The eval_input values are {"name": ..., "value": ...} objects. Use the reference trace as templates — copy the "data" field from the relevant purpose="input" event and adapt the values:

Simple dict:

{ "name": "customer_profile", "value": { "name": "Alice", "tier": "gold" } }

List of dicts (e.g., conversation history):

{
  "name": "conversation_history",
  "value": [
    { "role": "user", "content": "Hello" },
    { "role": "assistant", "content": "Hi there!" }
  ]
}

Important: The exact format depends on what the wrap(purpose="input") call captures. Always copy from the reference trace rather than constructing from scratch.
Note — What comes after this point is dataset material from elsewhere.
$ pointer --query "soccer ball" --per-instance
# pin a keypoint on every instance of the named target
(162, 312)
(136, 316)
Crafting diverse eval scenarios

Cover different aspects of each use case. Refer to pixie_qa/00-project-analysis.md for the capability inventory and failure modes:

  • Cover each capability — at least one entry per capability from the capability inventory, not just the primary capability
  • Target failure modes — include entries that exercise the hard problems / failure modes listed in the project analysis (e.g., malformed input, edge cases, complex scenarios)
  • Different user phrasings of the same request
  • Edge cases (ambiguous input, missing information, error conditions)
  • Entries that stress-test specific eval criteria
  • At least one entry per use case from Step 1c

Output

pixie_qa/datasets/<name>.json — the dataset file.